April 18, 2024 / Source: FinCEN

Financial Institutions Report $27 Billion in Elder Financial Exploitation Suspicious Activity in One-Year Period

WASHINGTON—The U.S. Department of the Treasury’s Financial Crimes Enforcement Network (FinCEN) issued a Financial Trend Analysis today focusing on patterns and trends identified in Bank Secrecy Act (BSA) data linked to Elder Financial Exploitation (EFE), or the illegal or improper use of an older adult’s funds, property, or assets. FinCEN examined BSA reports filed between June 15, 2022 and June 15, 2023 that either used the key term referenced in FinCEN’s June 2022 EFE Advisory or checked “Elder Financial Exploitation” as a suspicious activity type. This amounted to 155,415 filings over this period indicating roughly $27 billion in EFE-related suspicious activity.

“FinCEN has long recognized the threat that Elder Financial Exploitation poses and the need to protect the older adult population from financial abuse,” said FinCEN Director Andrea Gacki. “FinCEN’s analysis highlights the critical role of financial institutions in helping to identify, prevent, and report suspected Elder Financial Exploitation. We are grateful for their vigilance and for the BSA information they have filed—and continue to file—in response to FinCEN’s 2022 advisory.”

Financial institutions began filing BSA reports featuring the advisory’s key term on the same day that FinCEN published its 2022 advisory. FinCEN has continued to receive EFE BSA reports, averaging 15,993 per month between June 15, 2023 and January 15, 2024. Banks have submitted the vast majority of EFE-related BSA filings.

EFE typically consists of two subcategories: elder scams and elder theft. Elder scams, identified in approximately 80% of the EFE BSA reports that FinCEN analyzed, involve the transfer of money to a stranger or imposter for a promised benefit that the older adult does not receive. In elder theft, identified in approximately 20% of the reports, an otherwise trusted person steals an older adult’s assets, funds, or income. Among other conclusions, FinCEN’s analysis revealed that most elder scam-related BSA filings referenced “account takeover” by a perpetrator unknown to the victim; that adult children were the most frequent elder theft-related perpetrators; and that illicit actors mostly relied on unsophisticated means to steal funds that minimize direct contact with financial institution employees.

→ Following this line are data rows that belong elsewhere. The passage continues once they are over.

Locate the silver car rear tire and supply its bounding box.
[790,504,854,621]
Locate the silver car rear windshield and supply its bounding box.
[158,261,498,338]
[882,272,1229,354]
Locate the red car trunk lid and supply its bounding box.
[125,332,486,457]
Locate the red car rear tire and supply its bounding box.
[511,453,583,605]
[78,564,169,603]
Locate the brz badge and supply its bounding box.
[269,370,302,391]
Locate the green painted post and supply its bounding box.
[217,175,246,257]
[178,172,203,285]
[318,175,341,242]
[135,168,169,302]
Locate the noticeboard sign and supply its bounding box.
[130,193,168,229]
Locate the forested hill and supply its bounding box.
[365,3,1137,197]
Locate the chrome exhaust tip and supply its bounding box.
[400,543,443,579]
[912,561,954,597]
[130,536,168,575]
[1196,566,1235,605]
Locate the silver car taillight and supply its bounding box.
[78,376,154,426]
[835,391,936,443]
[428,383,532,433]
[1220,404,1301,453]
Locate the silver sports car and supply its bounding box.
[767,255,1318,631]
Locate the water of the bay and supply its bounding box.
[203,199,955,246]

EFE-related losses affect personal savings, checking accounts, retirement savings, and investments, and can severely impact victims’ well-being and financial security as they age. In addition to filing a Suspicious Activity Report, FinCEN recommends that financial institutions refer customers who may be victims of EFE to the Department of Justice’s National Elder Fraud Hotline at 833-FRAUD-11 or 833-372-8311 for assistance with reporting suspected fraud to the appropriate government agencies. Additionally, FinCEN recommends EFE victims file incident reports to the FBI’s Internet Crime Complaint Center (IC3) and the Federal Trade Commission. For educational resources on EFE and scams targeting older adults, please see the Consumer Financial Protection Bureau’s Office for Older Americans and the Department of Justice’s resources provided as part of World Elder Abuse Awareness Day, which is June 15.